Todos sabemos quién fue Ripley, incluso los diarios tienen un espacio que se titula Aunque usted no lo crea , donde se relatan hechos increíbles que suceden todos los días, por ende el título de este artículo. Es de Ripley que:
- A unos cuantos “sabios” se les ocurra omitir a Dios en el texto de nuestra, tantas veces reformada Constitución.
- En las escuelas y colegios ya no se enseñe Moral y Cívica ni Urbanidad. No respetamos nada, ni a nadie.
- Adoptemos culturas y costumbres que no tienen nada que ver con la nuestra, y nos olvidemos lo que nos enseñaron nuestros ancestros. Está bien globalizarse, pero sin perder nuestra identidad.
- Llamen profesional a individuos que jamás tomaron un curso para conducir e ignoran lo que es sentarse detrás del volante de un vehículo. Se entregan licencias “profesionales” a estos personajes que transportan ciudadanos, sin respetar leyes ni normas de cortesía.

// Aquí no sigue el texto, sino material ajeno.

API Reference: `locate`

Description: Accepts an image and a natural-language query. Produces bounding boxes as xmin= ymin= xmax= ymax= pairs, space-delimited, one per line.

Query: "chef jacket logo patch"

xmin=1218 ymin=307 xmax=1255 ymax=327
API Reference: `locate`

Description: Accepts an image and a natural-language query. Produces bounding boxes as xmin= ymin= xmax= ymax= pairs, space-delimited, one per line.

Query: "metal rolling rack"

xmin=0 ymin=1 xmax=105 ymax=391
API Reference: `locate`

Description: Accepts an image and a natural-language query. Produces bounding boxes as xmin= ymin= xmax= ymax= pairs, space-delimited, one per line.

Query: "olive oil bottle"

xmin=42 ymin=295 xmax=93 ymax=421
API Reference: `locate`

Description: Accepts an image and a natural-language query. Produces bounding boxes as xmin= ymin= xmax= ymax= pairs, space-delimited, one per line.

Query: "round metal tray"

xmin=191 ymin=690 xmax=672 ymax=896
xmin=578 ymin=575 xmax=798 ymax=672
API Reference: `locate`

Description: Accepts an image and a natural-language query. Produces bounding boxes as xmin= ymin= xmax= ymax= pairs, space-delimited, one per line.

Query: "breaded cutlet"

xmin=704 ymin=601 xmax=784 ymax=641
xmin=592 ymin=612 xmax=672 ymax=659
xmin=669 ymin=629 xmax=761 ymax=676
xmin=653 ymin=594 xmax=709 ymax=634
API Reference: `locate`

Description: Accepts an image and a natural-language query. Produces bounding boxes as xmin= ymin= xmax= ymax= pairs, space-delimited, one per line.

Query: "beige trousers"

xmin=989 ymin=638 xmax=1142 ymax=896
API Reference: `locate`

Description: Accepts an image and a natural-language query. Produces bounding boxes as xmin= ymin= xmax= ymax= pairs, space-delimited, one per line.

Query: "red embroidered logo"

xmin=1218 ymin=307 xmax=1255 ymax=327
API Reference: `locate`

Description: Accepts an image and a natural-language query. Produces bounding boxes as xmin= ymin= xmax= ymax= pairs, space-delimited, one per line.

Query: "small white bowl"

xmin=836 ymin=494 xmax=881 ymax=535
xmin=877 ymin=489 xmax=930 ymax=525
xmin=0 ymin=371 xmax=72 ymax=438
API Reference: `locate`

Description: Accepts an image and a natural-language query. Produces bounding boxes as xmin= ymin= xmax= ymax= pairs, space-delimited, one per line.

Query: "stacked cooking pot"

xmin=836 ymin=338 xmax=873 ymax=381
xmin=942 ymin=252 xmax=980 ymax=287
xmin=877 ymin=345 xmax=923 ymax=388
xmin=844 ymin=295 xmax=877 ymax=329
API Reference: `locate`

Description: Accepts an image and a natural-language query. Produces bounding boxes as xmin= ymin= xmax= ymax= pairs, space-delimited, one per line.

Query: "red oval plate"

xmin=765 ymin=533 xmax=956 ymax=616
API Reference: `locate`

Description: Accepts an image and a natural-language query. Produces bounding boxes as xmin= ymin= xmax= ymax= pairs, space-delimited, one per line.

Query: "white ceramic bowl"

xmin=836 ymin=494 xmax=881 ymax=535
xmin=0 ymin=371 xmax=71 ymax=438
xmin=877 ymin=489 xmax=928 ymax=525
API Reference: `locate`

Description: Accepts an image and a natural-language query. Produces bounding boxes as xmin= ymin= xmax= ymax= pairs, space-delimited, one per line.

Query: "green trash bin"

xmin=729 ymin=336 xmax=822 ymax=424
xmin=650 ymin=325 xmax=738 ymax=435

- Instituciones que deben supervisar el buen funcionamiento de sus subordinadas, encubren sus pésimas actuaciones fomentando más la corrupción.
- Se formen más organismos para hacer el trabajo de los ya existentes e incremente la burocracia, ahogándonos en innumerables impuestos.
- Paguemos un Impuesto a Consumos Especiales por el uso del teléfono. ¿Qué de “especial” tiene un teléfono, sobre todo con un costo elevado y una compañía administradora tan ineficiente?
-Tengamos servicios básicos tan caros y una canasta familiar tan elevada que no está al alcance de quienes la necesitan.
- No se califique a los candidatos a las distintas dependencias públicas y terminemos con ciertos funcionarios mediocres.
- Siendo tan pequeños, sigamos tan separados.